1. A high-efficiency particle analysis method, comprising:

step 1, taking a first plurality of representative air-dried samples with each one weighing 30 g and being treated separately, placing the first plurality of representative air-dried samples in a moisture content box, covering the moisture content box with a layer of filter paper with a good air permeability, and putting the moisture content box in an oven fora moisture content measurement;

step 2, respectively pouring the first plurality of representative air-dried samples into a 500 ml conical flask, adding 200 ml of a pure water, and conducting heating for 40 min to obtain a second plurality of samples; after repeatedly sieving to clean sand grains, conducting a water removal, drying and weighing, and then conducting a fine sieve analysis; pouring a sieved suspension into a measuring cylinder, adding 10 ml of a dispersant, then injecting the pure water to 1000 ml to form a mixture, and leaving the mixture to stand for one night;

step 3, stirring the sieved suspension up and down along a suspension depth for 1 min with a stirrer, starting a stopwatch as soon as the stirrer is taken out, and then recording readings of a densimeter at 1.5 min, 25 min, 60.5 min, and 150 min; stirring 59 samples of the second plurality of samples continuously and reading the readings in turn; after a first reading of a 24th sample is read, reading a second reading of the first sample, then reading a first reading of a 25th sample, a second reading of a second sample, a first reading of a 26th sample and a second reading of a third sample, and so on, till a first reading of a 59th sample and a second reading of a 36th sample are read; after that, reading a third reading of the first sample, and reading a second reading of a 37th sample and a third reading of the second sample till a second reading of the 59th sample and a third reading of a 24th sample are read; and then reading the rest of the second plurality of samples in turn till a third reading of the 59th sample is read;

step 4, reading fourth readings of the 1st to 59th samples of the second plurality of samples in turn; and

step 5, organizing the readings of the densimeter, and drawing a particle size distribution curve showing a relationship between a particle size and a percentage of below a certain diameter after a calculation.
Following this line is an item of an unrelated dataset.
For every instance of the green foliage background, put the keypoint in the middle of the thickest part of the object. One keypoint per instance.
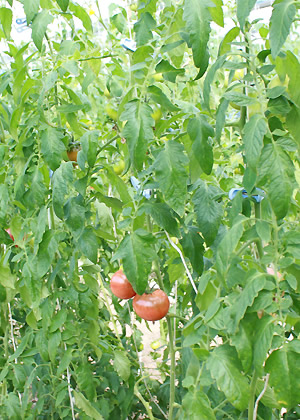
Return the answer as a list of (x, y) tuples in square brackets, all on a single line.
[(230, 263)]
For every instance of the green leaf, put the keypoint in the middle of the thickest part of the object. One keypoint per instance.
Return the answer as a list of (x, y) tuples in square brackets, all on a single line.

2. The high-efficiency particle analysis method according to claim 1, wherein in the step 4, after reading a third reading of a 57th sample, a 60th sample is stirred, and so on, till a 90th sample is stirred; after reading the third reading of the 59th sample, a first reading of the 60th sample is read, and so on, till a first reading of an 83rd sample is read, then a second reading of the 60th sample, a first reading of an 84th sample, a second reading of a 61st sample, and a first reading of an 85th sample are read till a first reading of the 90th sample and a second reading of a 67th sample are read, then the fourth reading of the first sample, a second reading of a 68th sample, the fourth reading of the second sample and a second reading of the 69th sample are read, and so on, till a fourth reading of a 23rd sample and a second reading of the 90th sample are read; and then, a fourth reading of a 24th sample to a fourth reading of a 28th sample are read, after that, a third reading of a 60th sample, a fourth reading of a 29th sample, a third reading of a 61st sample and a fourth reading of a 30th sample are read till a third reading of the 90th sample and a fourth reading of the 59th sample are read, and finally fourth readings of the 60th sample to the 90th sample are read in turn.

3. The high-efficiency particle analysis method according to claim 2, wherein the densimeter readings at the 1.5 min, the 25 min, the 60.5 min, and the 150 min are recorded for the 1st to 59th samples of the second plurality of samples, and the densimeter readings at the 1.5 min, the 25 min, the 60 min, and the 150 min are recorded for the 60th to 90th samples of the second plurality of samples.

4. The high-efficiency particle analysis method according to claim 1, wherein in the step 2, the dispersant is 4% sodium hexametaphosphate, and other dispersants are adopted for a part of the second plurality of samples with a coagulation after the 4% sodium hexametaphosphate is added, till the part of the second plurality of samples do not coagulate.